What is obvious, by the seeming rejection of films in a language other than English, was it was more about embracing of English and American films, and Australian, illustrating the grip Hollywood had on the vast majority of films which came to Australia (outside of Film Festivals). Still, I made it to the Dendy at Martin Place and the Academy Twin at Paddington frequently and saw films by Almodovar, Chabrol, Luna, Salles, Beineix, Robert, Veber, Truffaut, Tornatore, Benigni, Dassin, Visconti, Tati and many others. I also went to see films by many non-mainstream filmmakers like (in their early films) Jim Jarmusch, Alex Cox, Quentin Tarantino, Coen Brothers and almost every Australian film released between 1975 and 1994. Working at Film Australia for eight years, on more than four hundred documentaries and one feature film, helped broaden my narrow little mind, to accept a lot of things that fell outside of standard filmmaking. But it never brought me back to revisit Fellini, Godard, Bergman or Kurosawa. Nor to hunt down films by Mizoguchi or Ozu which other people at Film Australia told me were filmmakers who made amazing movies.

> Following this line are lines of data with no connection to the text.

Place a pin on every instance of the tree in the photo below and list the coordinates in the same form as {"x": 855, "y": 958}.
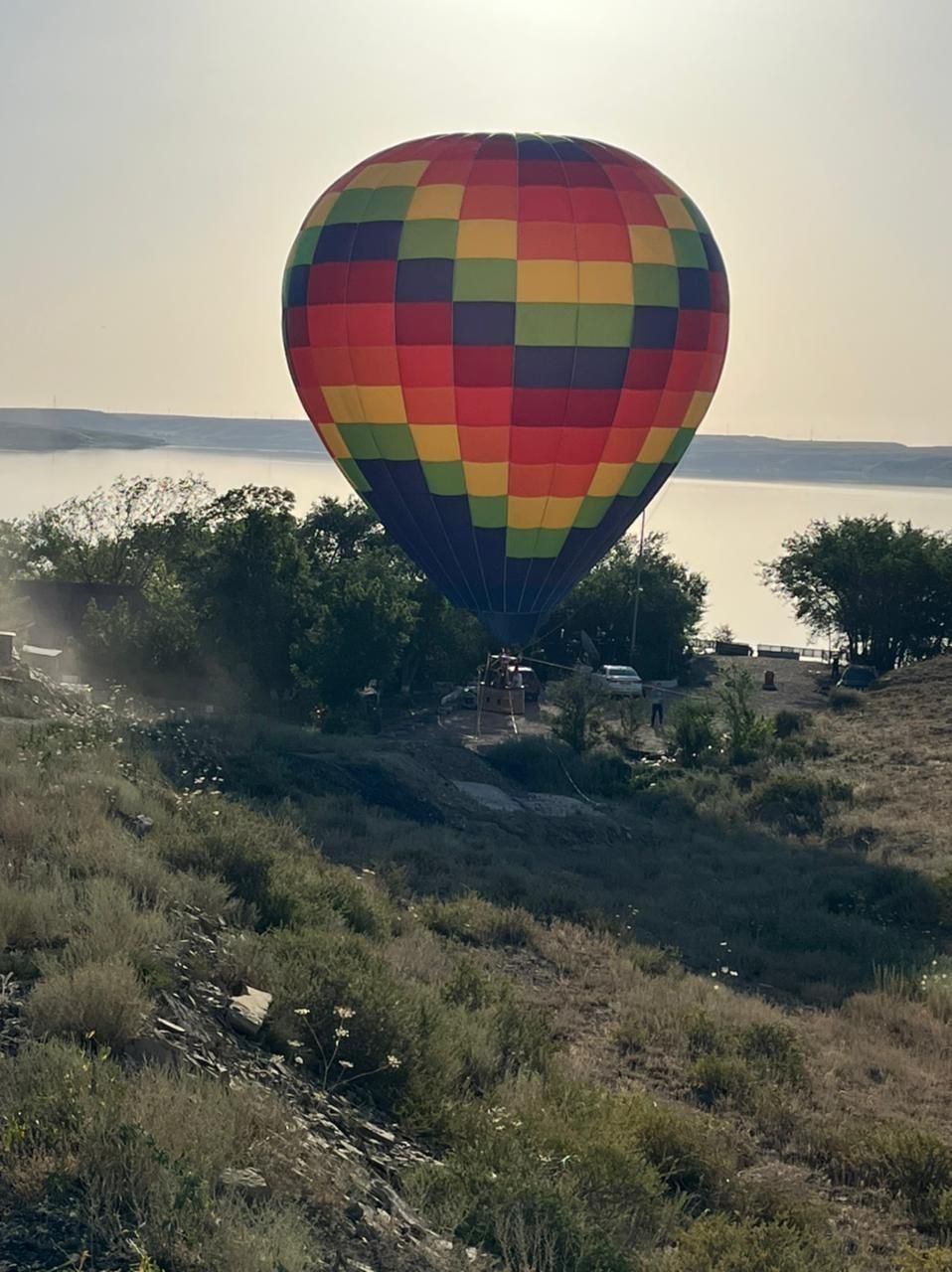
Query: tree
{"x": 136, "y": 644}
{"x": 882, "y": 589}
{"x": 748, "y": 732}
{"x": 335, "y": 531}
{"x": 363, "y": 621}
{"x": 116, "y": 535}
{"x": 579, "y": 700}
{"x": 253, "y": 582}
{"x": 601, "y": 604}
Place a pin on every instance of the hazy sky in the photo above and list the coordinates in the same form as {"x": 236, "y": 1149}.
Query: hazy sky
{"x": 157, "y": 159}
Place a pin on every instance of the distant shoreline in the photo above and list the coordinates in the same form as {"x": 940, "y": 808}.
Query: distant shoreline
{"x": 712, "y": 457}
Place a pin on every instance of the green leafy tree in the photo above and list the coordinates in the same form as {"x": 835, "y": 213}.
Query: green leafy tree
{"x": 579, "y": 701}
{"x": 112, "y": 536}
{"x": 748, "y": 732}
{"x": 602, "y": 604}
{"x": 364, "y": 618}
{"x": 695, "y": 732}
{"x": 882, "y": 589}
{"x": 134, "y": 644}
{"x": 338, "y": 531}
{"x": 256, "y": 589}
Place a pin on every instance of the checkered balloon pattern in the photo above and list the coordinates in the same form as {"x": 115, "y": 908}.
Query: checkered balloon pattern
{"x": 507, "y": 342}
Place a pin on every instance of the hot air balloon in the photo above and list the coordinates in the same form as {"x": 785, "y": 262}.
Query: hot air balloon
{"x": 507, "y": 342}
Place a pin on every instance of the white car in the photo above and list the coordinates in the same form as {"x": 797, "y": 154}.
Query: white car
{"x": 620, "y": 682}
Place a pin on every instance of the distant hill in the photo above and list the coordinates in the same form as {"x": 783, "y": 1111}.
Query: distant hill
{"x": 712, "y": 457}
{"x": 187, "y": 431}
{"x": 32, "y": 436}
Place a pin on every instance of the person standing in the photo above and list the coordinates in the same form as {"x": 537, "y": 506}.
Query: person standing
{"x": 657, "y": 700}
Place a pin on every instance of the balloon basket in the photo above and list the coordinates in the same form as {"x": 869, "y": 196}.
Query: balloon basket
{"x": 502, "y": 701}
{"x": 500, "y": 691}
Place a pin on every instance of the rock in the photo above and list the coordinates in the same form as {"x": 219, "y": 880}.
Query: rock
{"x": 248, "y": 1185}
{"x": 152, "y": 1050}
{"x": 379, "y": 1132}
{"x": 245, "y": 1013}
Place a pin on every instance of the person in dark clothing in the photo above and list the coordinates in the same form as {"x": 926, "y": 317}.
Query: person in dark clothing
{"x": 657, "y": 708}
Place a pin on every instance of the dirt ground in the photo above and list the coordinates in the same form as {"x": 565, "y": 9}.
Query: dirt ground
{"x": 797, "y": 687}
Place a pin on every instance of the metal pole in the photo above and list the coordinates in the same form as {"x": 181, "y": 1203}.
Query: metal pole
{"x": 638, "y": 593}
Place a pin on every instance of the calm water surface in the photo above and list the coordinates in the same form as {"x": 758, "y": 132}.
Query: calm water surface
{"x": 721, "y": 530}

Now I’m seeing my second Godard film, Breathless, and the disservice that knowledge brings to seeing a film for the first time, is patently clear here. Unlike all the other films, which I’ve come to without preconceived ideas, this particular film is too famous for me not to know the circumstances surrounding its making. Godard, having finally got someone to finance a feature film that he would direct, his first, decided to go ahead without a script, just an outline (by Truffaut). The actors and crew often went days without filming because Godard was making up his ideas on the run, so to speak, much like his character, Michel, who was also making up ideas on the run.

The fact that the director and the character were both on the lam, running from the law – Michel, from the police, and Godard from the laws of filmmaking: eg. having a script in place before commencing principal photography – almost resulted in the funding being withdrawn until Truffaut placated the backers.

How I see this idiosyncracy of Godard’s, in Breathless, of making things up along the way, was (I think) his downfall and his success (overall). Breathless was a surprising series of happy mistakes where something that wasn’t very well done turned out to be commercially successful and ground-breaking. I don’t think any film as ground-breaking has been as commercially successful. It set him up with a big hit on his first time at bat, and led to a general well-regard that enabled the rest of his career, with its ups and downs and controversy.

Breathless isn’t very well made – which is self-evident while watching it – but without a doubt it fits into the Top 100 Films Ever Made. It’s not one of the best films ever made but it is one of the Most Important and Influential and sits comfortably and naturally in its position amongst the Greatest Films of All-Time.

That’s my first viewing. I had difficulties with Au hasard Balthazar (1966) and Cries and Whispers (1972) and many other film the first time around, although I don’t think any of them were as poorly made as Breathless.

I’ll come back to Breathless after I’ve watched the six or seven other Godard film I’ve been about to lay my hands on, at the end of Godard-week, and re-evaluate it. Bring on Vivre sa vie (1962).